The present invention relates to the field of communication and, more particularly, to a device for causing a plurality of images having different optical characteristics to appear through a continuous mirrored screen.
Prior devices for displaying an image through a mirrored surface are described in the following patents: U.S. Pat. No. 569,672 to Wirth; U.S. Pat. No. 720,877 to Bloch; U.S. Pat. No. 2,069,368 to Horinstein; U.S. Pat. No. 2,565,575 to Rosenthal; U.S. Pat. No. 2,698,177 to Engman; and Argentine Pat.
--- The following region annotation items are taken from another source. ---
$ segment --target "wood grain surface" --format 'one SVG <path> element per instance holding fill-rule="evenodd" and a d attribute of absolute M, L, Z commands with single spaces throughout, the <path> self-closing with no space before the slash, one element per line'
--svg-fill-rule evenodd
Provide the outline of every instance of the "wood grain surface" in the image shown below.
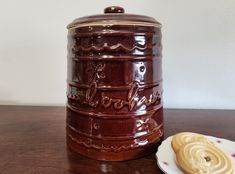
<path fill-rule="evenodd" d="M 193 131 L 235 141 L 235 111 L 165 110 L 165 137 Z M 75 155 L 65 141 L 65 107 L 0 106 L 0 174 L 160 174 L 154 154 L 124 162 Z"/>

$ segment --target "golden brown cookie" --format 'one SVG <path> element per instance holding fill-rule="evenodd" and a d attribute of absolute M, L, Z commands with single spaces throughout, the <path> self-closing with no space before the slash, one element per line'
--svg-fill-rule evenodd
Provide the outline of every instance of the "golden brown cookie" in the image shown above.
<path fill-rule="evenodd" d="M 233 174 L 231 159 L 218 147 L 203 142 L 185 144 L 176 153 L 178 166 L 187 174 Z"/>
<path fill-rule="evenodd" d="M 176 153 L 183 145 L 190 142 L 206 142 L 211 143 L 204 135 L 193 132 L 181 132 L 173 136 L 171 146 Z"/>

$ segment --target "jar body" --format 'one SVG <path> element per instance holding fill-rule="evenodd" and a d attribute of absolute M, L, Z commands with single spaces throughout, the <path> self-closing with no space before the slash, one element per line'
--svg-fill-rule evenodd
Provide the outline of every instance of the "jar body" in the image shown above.
<path fill-rule="evenodd" d="M 163 137 L 161 31 L 155 26 L 69 29 L 67 144 L 98 160 L 138 158 Z"/>

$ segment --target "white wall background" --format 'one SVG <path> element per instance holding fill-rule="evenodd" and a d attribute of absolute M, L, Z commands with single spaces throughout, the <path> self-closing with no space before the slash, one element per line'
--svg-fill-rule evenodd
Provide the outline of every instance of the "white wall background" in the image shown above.
<path fill-rule="evenodd" d="M 165 107 L 235 109 L 235 0 L 0 0 L 0 104 L 65 105 L 65 26 L 111 5 L 163 24 Z"/>

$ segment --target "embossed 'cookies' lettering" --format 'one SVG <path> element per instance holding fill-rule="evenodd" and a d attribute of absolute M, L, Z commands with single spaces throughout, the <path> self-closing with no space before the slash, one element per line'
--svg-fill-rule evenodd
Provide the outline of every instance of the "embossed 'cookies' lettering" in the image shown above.
<path fill-rule="evenodd" d="M 142 105 L 150 106 L 154 104 L 157 100 L 160 100 L 160 94 L 158 92 L 153 93 L 147 99 L 146 96 L 142 98 L 138 97 L 139 82 L 134 82 L 127 94 L 127 100 L 114 99 L 108 96 L 102 96 L 101 104 L 103 107 L 108 108 L 113 104 L 114 109 L 122 109 L 124 106 L 128 106 L 129 110 L 132 111 L 134 108 L 138 109 Z"/>
<path fill-rule="evenodd" d="M 126 106 L 129 111 L 141 108 L 142 106 L 148 107 L 157 101 L 160 103 L 161 96 L 158 92 L 151 93 L 149 96 L 140 97 L 139 91 L 141 86 L 138 81 L 131 83 L 127 91 L 126 99 L 112 98 L 105 95 L 105 92 L 102 92 L 100 94 L 101 96 L 97 96 L 98 83 L 101 79 L 105 78 L 104 68 L 104 62 L 89 62 L 86 68 L 86 72 L 89 76 L 89 86 L 87 90 L 83 91 L 83 93 L 79 93 L 79 90 L 76 90 L 76 93 L 76 91 L 73 90 L 74 87 L 71 87 L 68 90 L 68 97 L 77 100 L 80 104 L 85 104 L 93 108 L 96 108 L 99 104 L 104 108 L 113 107 L 116 110 L 120 110 Z"/>

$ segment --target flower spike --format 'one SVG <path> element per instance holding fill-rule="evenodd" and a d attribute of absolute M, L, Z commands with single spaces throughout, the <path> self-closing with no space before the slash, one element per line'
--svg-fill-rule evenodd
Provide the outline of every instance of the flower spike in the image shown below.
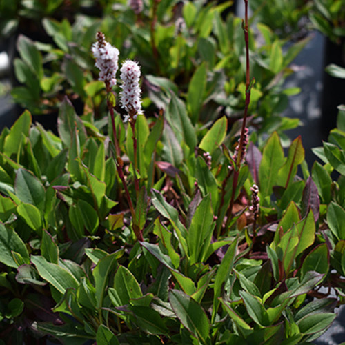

No. 193.254, dated Apr. 11, 1973. In such devices, at least one image-bearing transparency or object is located behind a partially transparent mirror of uniform optical density, i.e., a mirror in which transmittance and reflectance are uniform over its surface. The mirrors can be made by any well known mirroring process, such as that involving silver nitrate.
Items displayed through a single, continuous mirror of uniform transmittance must have identical optical properties, including degree of reflectance. It is not possible to display items of different reflectances or physical forms (e.g., two-dimensional transparencies and three-dimensional objects) through a uniform screen because such items require different optical densities to attenuate reflection of environmental light by the items without darkening the images displayed. If the optical properties of the items were different, an item would be visible through the unlighted screen or illuminated to a different intensity than the other items.
The devices of the Wirth, Bloch, Horinstein, Rosenthal and Argentine patents have localized light sources placed directly behind transparencies of two-dimensional images. Such sources provide uneven illumination, detracting from the images displayed and giving rise to "hot spots" which can burn or distort the transparencies.
Therefore, it is desirable in many applications to provide an apparatus for selective display of images having different optical properties within the same mirror, and for illuminating transparencies uniformly without damage to the device or the transparencies.